When significant change beyond our control occurs, we crave certainty. Life is clearly very uncertain. Learning how to adapt, hell, maybe even thrive with uncertainty is perhaps the key to our survival.

After a year of slowing down, and finally inching toward our new normal, I think it’s time to take stock of where we’ve all landed. First, quietly in our own hearts, and then collectively as a nation.

I want to cut away the thorns from my heart that are hindering my empathy, judgment, or choices. A process far slower than I would prefer…but necessary and well worth the effort.

compassion & purpose

cognitive, emotional or compassionate?

This morning I read an article by in the Washington Post. There’s been a lot of discussion about empathy lately, however this was the clearest explanation about the three types I’ve ever read.

I thought a quick reference would be useful.  Seeing this in black & white allows me to understand empathy much more clearly.  I hope this is helpful for you too.

three types of empathy

With cognitive empathy, you understand what someone else is thinking and feeling.  Great for business discussions, making plans and solving conflicts.

With emotional empathy, you actually feel their pain. This can be exhausting and take a toll on our health, relationships and sense of well-being.  I’ve started asking myself; is this actually my pain?  Often, it is not.

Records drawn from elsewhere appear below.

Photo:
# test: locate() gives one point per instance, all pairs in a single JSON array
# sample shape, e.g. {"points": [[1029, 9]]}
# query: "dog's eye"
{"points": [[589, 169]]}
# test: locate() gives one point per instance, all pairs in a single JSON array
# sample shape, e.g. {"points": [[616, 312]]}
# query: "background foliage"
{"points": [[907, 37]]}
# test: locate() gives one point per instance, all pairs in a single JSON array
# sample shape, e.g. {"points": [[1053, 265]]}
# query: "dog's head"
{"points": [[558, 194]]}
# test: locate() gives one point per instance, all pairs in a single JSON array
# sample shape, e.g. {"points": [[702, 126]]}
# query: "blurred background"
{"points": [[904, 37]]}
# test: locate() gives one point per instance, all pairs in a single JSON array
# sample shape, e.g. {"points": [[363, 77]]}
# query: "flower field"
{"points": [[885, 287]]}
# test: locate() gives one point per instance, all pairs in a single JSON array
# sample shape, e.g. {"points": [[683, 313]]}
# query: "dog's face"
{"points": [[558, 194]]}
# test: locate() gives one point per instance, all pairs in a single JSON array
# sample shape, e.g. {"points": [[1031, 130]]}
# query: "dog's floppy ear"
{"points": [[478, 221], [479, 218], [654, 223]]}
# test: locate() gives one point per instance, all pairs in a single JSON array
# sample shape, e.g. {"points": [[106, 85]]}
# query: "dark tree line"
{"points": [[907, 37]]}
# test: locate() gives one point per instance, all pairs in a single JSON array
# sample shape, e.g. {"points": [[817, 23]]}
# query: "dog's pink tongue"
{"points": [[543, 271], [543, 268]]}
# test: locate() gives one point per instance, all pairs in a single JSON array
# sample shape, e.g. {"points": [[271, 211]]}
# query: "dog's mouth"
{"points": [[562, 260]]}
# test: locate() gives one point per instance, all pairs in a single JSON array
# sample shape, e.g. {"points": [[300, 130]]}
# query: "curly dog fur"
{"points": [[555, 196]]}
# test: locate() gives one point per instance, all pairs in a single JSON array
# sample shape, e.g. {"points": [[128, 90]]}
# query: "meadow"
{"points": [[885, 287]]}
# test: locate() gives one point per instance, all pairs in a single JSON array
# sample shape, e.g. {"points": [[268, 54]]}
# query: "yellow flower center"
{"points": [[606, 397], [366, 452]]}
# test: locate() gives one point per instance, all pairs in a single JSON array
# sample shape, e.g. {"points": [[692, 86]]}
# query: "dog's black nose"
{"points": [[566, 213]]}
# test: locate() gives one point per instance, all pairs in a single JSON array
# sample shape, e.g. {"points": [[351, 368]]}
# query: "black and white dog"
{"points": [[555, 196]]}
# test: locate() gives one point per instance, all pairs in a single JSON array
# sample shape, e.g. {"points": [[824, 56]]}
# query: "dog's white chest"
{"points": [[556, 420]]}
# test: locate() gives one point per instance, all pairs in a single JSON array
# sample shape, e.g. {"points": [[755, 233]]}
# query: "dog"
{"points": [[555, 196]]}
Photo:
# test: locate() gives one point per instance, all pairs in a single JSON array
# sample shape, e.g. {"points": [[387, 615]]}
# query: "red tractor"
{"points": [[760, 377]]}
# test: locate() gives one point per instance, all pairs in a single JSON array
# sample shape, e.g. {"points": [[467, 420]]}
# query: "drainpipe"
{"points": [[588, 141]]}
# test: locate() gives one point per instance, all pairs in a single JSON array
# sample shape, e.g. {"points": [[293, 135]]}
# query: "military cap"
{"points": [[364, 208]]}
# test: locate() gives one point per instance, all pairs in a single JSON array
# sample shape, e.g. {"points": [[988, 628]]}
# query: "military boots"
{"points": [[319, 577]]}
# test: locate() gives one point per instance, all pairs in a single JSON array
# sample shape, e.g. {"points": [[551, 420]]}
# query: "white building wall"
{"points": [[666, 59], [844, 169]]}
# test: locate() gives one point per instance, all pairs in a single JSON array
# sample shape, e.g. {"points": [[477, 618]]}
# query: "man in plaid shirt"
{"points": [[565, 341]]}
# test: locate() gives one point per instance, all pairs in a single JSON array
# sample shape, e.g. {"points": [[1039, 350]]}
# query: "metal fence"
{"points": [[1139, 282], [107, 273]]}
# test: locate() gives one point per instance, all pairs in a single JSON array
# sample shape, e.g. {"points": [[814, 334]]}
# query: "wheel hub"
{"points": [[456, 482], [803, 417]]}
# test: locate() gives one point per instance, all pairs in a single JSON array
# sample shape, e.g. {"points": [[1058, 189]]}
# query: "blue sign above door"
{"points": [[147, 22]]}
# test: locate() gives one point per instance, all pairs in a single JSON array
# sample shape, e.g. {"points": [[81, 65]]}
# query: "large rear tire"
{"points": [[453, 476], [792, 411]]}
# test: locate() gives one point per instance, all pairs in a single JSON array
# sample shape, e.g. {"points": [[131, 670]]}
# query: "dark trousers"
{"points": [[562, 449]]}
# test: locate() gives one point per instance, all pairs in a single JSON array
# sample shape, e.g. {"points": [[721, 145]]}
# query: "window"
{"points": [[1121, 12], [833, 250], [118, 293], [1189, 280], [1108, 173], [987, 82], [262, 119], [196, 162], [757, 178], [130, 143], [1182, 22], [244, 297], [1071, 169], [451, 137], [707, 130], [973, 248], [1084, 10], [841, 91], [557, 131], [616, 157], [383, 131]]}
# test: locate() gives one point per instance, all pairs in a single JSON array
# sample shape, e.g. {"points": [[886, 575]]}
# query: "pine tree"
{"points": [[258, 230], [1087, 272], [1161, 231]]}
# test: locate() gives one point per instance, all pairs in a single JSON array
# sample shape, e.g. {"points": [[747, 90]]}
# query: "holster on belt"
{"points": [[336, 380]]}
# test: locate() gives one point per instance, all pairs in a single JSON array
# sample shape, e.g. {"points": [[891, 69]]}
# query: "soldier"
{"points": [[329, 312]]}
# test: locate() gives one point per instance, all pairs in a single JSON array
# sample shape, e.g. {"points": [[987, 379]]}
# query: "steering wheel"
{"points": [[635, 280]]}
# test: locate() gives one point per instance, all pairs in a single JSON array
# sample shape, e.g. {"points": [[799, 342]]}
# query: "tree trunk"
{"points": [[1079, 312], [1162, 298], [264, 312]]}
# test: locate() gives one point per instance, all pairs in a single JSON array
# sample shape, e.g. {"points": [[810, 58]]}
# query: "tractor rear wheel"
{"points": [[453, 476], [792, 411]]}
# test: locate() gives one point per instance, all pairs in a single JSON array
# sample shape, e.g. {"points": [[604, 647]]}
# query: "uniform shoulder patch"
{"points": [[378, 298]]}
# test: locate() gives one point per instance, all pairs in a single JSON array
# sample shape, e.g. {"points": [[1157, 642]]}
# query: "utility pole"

EXCERPT FROM WASHINGTON POST ARTICLE:  “Neuroscientific research on empathy shows that if you’re empathizing with a person who is in pain, anxious or depressed, your brain will show activation of very similar circuits as the brain of the person with whom you’re empathizing,” notes Richard Davidson, a professor of psychology and psychiatry at the University of Wisconsin at Madison.” 

LINK: Washington Post article about empathy

And there’s compassionate empathy, where you feel concern about someone’s suffering and you’re motivated to help in some way.  I think of all of our nation’s recent natural disasters…we’re moved by compassion to send money or participate in clothing drives.  When we are motivated (or activated), we don’t have to actually feel this pain.  This can be a self-esteem boost and isn’t usually draining.  We feel empowered that we took action.